John Marshall

Professor of Ocean and Climate Science

Specification of eddy transfer coefficients in coarse-resolution ocean circulation models

Specification of eddy transfer coefficients in coarse-resolution ocean circulation models.

(Visbeck, M and Marshall, J and Haine, T and Spall, M), JOURNAL OF PHYSICAL OCEANOGRAPHY, vol. 27, no. 3, pp. pages, 1997.

Abstract

Parametric representations of oceanic geostrophic eddy transfer of heat and salt are studied ranging from horizontal diffusion to the more physically based approaches of Green and Stone (GS) and Gent and McWilliams (GM). The authors argue for a representation that combines the best aspects of GS and GM: transfer coefficients that vary in space and time in a manner that depends on the large-scale density fields (GS) and adoption of a transformed Eulerian mean formalism (GM).
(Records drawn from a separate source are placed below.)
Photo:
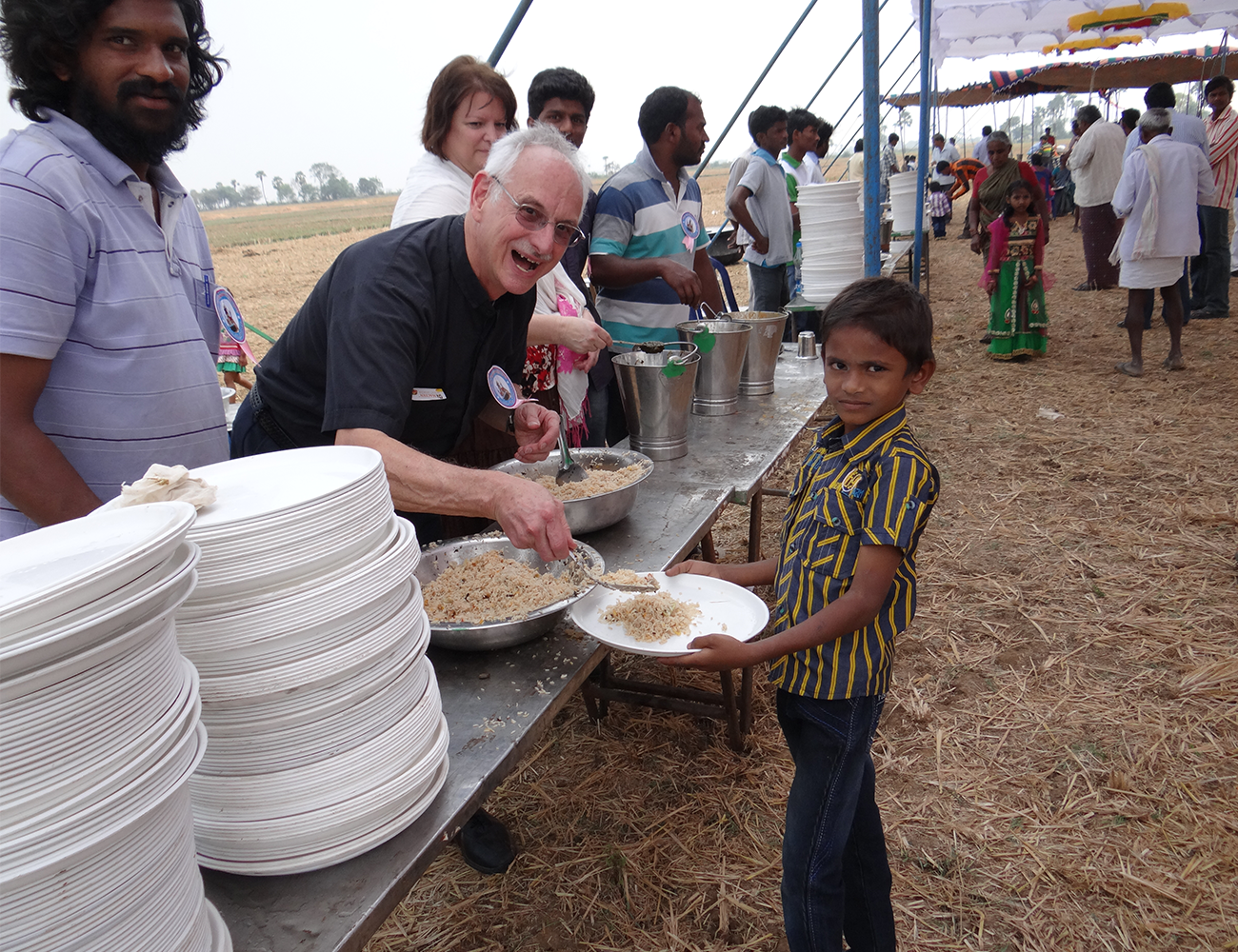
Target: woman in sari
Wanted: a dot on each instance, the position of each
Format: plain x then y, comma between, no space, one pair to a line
988,196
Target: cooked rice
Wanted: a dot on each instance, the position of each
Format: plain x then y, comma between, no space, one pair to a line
627,577
491,588
595,483
652,618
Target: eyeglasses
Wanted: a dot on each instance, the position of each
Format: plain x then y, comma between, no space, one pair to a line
535,221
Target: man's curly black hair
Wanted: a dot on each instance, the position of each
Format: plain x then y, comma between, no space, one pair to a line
33,33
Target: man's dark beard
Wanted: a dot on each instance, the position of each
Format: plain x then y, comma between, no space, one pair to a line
116,132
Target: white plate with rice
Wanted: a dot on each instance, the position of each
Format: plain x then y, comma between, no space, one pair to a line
725,608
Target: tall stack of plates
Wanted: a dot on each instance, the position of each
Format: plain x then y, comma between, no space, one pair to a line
99,733
903,201
308,627
832,231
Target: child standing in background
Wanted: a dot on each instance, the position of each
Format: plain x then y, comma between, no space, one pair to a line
846,587
939,208
1014,280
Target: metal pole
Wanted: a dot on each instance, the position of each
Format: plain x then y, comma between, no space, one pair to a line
821,88
871,149
861,93
751,91
923,160
512,24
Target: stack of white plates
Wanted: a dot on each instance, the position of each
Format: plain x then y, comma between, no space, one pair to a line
99,733
327,734
832,231
903,201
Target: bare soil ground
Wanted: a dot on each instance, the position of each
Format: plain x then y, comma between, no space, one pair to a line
1057,764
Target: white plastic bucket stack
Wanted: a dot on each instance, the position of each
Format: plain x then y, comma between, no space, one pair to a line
309,630
903,201
832,233
99,733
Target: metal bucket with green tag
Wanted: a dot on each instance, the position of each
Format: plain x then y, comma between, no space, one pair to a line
655,384
723,346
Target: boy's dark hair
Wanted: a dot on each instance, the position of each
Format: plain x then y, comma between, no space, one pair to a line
763,118
1160,95
667,106
454,83
560,83
890,309
1220,82
33,32
800,119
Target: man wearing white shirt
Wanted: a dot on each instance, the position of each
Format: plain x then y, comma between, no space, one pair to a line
1160,185
1185,129
982,148
1096,168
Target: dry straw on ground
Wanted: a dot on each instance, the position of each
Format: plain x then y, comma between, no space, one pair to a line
1057,763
Recommendations are based upon a two-dimensional (zonally or azimuthally averaged) model with parameterized horizontal and vertical fluxes that is compared to three-dimensional numerical calculations in which the eddy transfer is resolved. Three different scenarios are considered: 1) a convective “chimney” where the baroclinic zone is created by differential surface cooling; 2) spindown of a frontal zone due to baroclinic eddies; and 3) a wind-driven, baroclinically unstable channel. Guided by baroclinic instability theory and calibrated against eddy-resolving calculations, the authors recommend a form for the horizontal transfer coefficient given by k = alpha f/sqrootRi = alpha M*2/N*(l/2)), where Ri = f*2 N*2/M*4 is the large-scale Richardson number and f is the Coriolis parameter; M*2 and N*2 are measures of the horizontal and vertical stratification of the large-scale flow, I measures the width of the baroclinic zone, and alpha is a constant of proportionality. In the very different scenarios studied here the authors find alpha to be a “universal” constant equal to 0.015, not dissimilar to that found by Green for geostrophic eddies in the atmosphere. The magnitude of the implied k, however, varies from 300 m*2 s*-1 in the chimney to 2000 m*2 s*-1 in the wind-driven channel.